Should Founders Still Raise in an Economic Downturn?
Jason Calacanis (@jason), angel investor in many category-defining companies, including Uber, Thumbtack, Wealthfront, Robinhood, and Calm, says you absolutely should. Jason sat down with Steve Barsh, Managing Partner of Dreamit, to give founders relevant downturn strategies. Having been at the forefront of the dot-com boom, 9/11, and the financial crisis of 2008, Jason knows what it takes to survive this downturn. In fact, Jason started investing during the financial crisis. As he says in the episode, “survival is key in a challenging time.” Jason answers critical questions for founders, including:
How can your company ensure survival?
Should you still raise during this downturn? If so, where should you focus?
How will this downturn impact valuations and deal terms?
How to survive now so you can thrive later
When Jason speaks with founders, he looks for specific qualities that indicate they have what it takes to survive. First, be honest and informed about the state of your business. Get as much data and information as possible to build a holistic understanding of it. Look at your revenue and think through ways to improve it. In the episode, Steve and Jason suggest the possibility of using services as an alternative revenue stream. If a customer is not looking to adopt your product, there may still be consulting work your team can do. Again, survival is key.
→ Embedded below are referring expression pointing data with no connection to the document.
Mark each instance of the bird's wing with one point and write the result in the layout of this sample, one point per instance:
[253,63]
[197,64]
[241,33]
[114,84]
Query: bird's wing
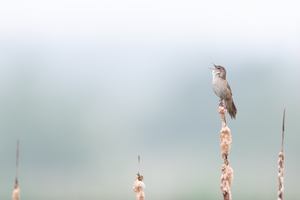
[228,86]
Runway is a crucial indicator of survival that signifies your company’s future financial ability to sustain operations. How much runway should you have? According to Jason, you’ll need to have 18 months worth. If you cannot sustain operations for 18 months, cut your burn rate so you can extend your runway. Investors want to see you’re able to remain lean and adapt to changing economic circumstances. Your primary job as a founder is to save the business. Extending runway will require you to make tough decisions, but those changes are necessary to ensure survival. As Jason puts it, “it is better to land the plane in the Hudson than to crash.”
Should you still raise during a downturn?
Yes. As Jason says, “if you have a good business, it is never a bad time to raise.” Founders planning near-term fundraising rounds need to understand that an economic downturn is one of the most difficult times to pitch to investors. So, if you even attempt to do so now, investors will know you are ambitious. They’ll put you in the bucket of people who want to win. What do investors like Jason want to see from founders? Resiliency. Raising in an economic downturn will prove that you are working on something you’re willing to fight for.
Where should you focus if you’re trying to raise right now?
Obviously, investors will be more conservative in this economic climate. Now is not the time to spin or inflate your early numbers. Jason says angels “know these numbers won’t be predictable, that’s why we want to help you.” You should be honest with your employees about the state of your business, and the same goes for investors. Focus on the customers who are actually using your product. Now more than ever, investors will not suspend disbelief. They will focus on reality. Even then, they may still be skeptical. Jason believes the best founders are those who will candidly discuss these topics with him. If the investors don’t seem to be on board at the end of your pitch, ask them what milestones they would like to see you achieve to get them to write you a check in the future. Steve echoed this trial close approach, alluding to a meeting where one founder asked upfront, “What would I need to say to get you to write a check?” The investors gave him objectives to meet, the founder came back later having met them, and both parties agreed to a deal. That’s exactly the level of resiliency founders need to demonstrate.
How will this downturn impact valuations and deal terms?
Jason invested in companies like Uber and Calm during the financial crisis. At that time, these companies had products in market and valuations around $4-5 million. Jason expects to see similar valuation trends during this downturn. In general, companies can expect to come out of accelerators at half the valuation they would otherwise have in favorable economic environments. Startups will most likely have to raise under unfavorable circumstances for a while, but the key is to persevere despite challenging market dynamics.
Takeaways
Survival is key. Wartime CEOs have tough decisions ahead but their primary goal is survival in an economic downturn.
If you have a good business, it is never a bad time to raise.
When you’re raising, be honest about the state of the business and engage in a candid dialogue with investors.
Expect your valuation to be half what it would be otherwise. Founders will have to give up more equity than they otherwise would in order to close a deal.
Jason ends the episode by reminding us that he has lived through multiple downturns in his career. In his experience, the one truth that endures is that things always go back to normal. Startups that survive will emerge stronger because of their resiliency. Certain sectors may heat up that would not have otherwise. However, the main takeaway is that although times are tough, founders must persevere. Jason reminds us, “the people who persevere sometimes are the people who actually figure it out.”